Pocket money teaches children financial skills
Clinical psychologist Maphuti Malebana says pocket money and financial education set the stage for financial responsibility.
POLOKWANE – Clinical psychologist Maphuti Malebana emphasises that giving children pocket money helps them learn to make choices about spending and saving, laying a foundation for financial responsibility later in life.
“Giving children money to spend sets the stage for financial responsibility, but it must be accompanied by financial education. Without guidance, kids may overspend or buy unnecessary items. It’s the parent’s responsibility to provide the correct advice before giving them money,” says Malebana.
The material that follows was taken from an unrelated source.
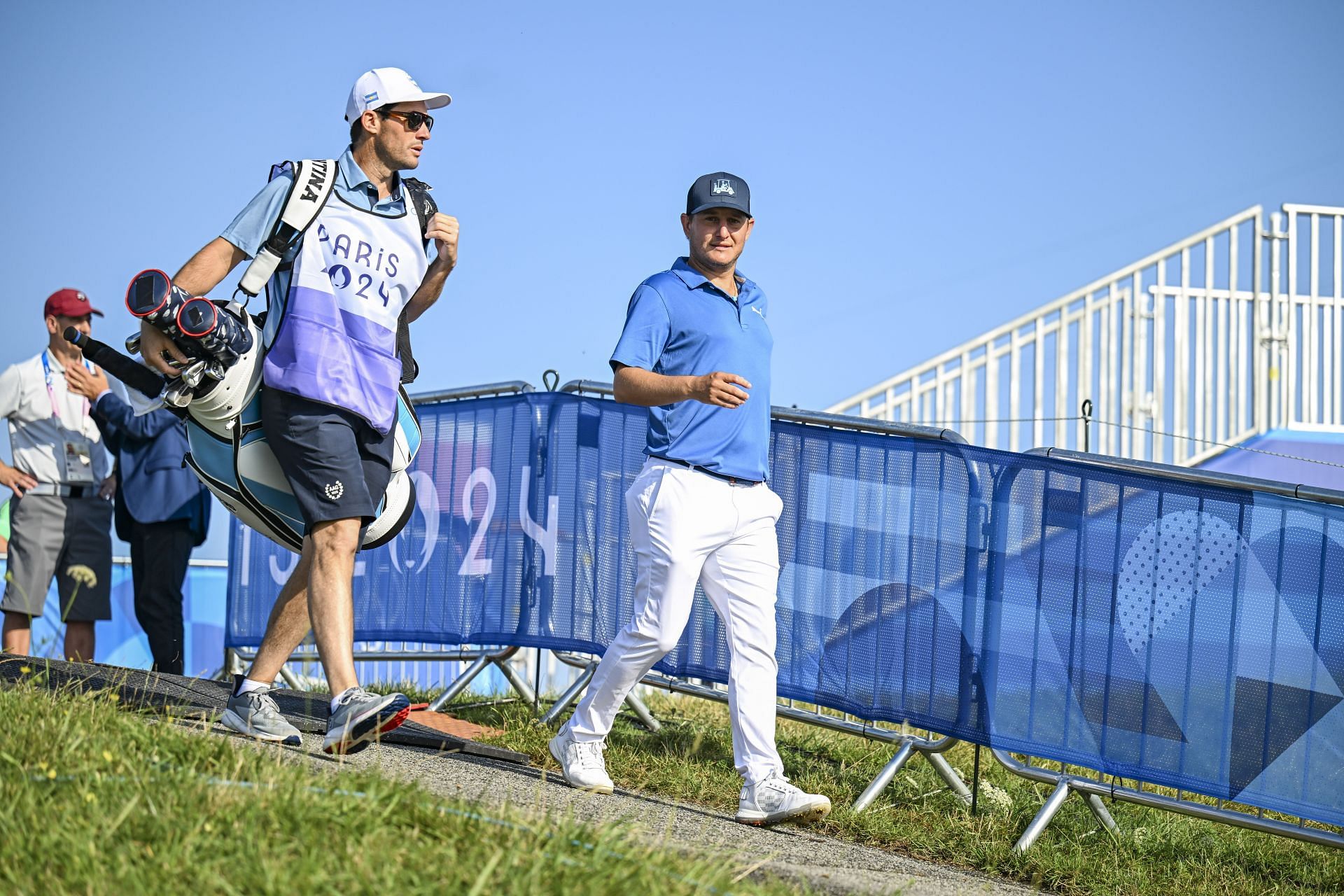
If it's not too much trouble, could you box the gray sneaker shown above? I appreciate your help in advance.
[323,688,412,756]
[219,676,302,747]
She acknowledges that some parents view pocket money as unnecessary and believe it encourages frivolous spending.
“These parents think children should only receive money when it’s necessary, such as for school supplies or extracurricular activities,” she added.
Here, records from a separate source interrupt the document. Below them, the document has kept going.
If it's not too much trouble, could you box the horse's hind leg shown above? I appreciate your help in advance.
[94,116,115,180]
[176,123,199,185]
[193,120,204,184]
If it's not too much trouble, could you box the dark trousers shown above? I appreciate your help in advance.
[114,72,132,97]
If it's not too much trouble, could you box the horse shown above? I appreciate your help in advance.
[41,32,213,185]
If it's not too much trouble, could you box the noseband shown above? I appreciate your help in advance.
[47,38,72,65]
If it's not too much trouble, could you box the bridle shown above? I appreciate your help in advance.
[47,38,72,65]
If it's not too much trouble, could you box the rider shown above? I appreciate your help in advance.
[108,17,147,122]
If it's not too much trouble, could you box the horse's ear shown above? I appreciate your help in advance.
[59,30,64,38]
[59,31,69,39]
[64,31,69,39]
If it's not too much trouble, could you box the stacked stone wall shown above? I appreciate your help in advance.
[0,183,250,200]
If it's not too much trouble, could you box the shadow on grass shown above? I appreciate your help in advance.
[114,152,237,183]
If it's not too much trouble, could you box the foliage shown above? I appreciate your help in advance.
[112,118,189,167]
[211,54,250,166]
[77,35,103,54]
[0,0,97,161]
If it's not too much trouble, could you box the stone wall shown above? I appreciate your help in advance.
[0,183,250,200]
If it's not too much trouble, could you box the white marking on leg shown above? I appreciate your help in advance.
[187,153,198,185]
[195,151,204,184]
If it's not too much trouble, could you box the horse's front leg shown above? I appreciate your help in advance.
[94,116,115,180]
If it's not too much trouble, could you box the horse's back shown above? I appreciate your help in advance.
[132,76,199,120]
Malebana explains that pocket money has many benefits, including teaching financial planning, mathematical skills, saving for significant purchases, budgeting, independence, distinguishing between needs and wants, understanding the value of money, evaluating options and consequences, and earning money through chores.
“When a child receives a fixed amount regularly, they learn to allocate their money wisely to cover various expenses. Allow them to decide how to divide their pocket money among different categories, such as saving, immediate spending, and setting aside money for future goals. This process helps them develop essential budgeting skills,” she concluded.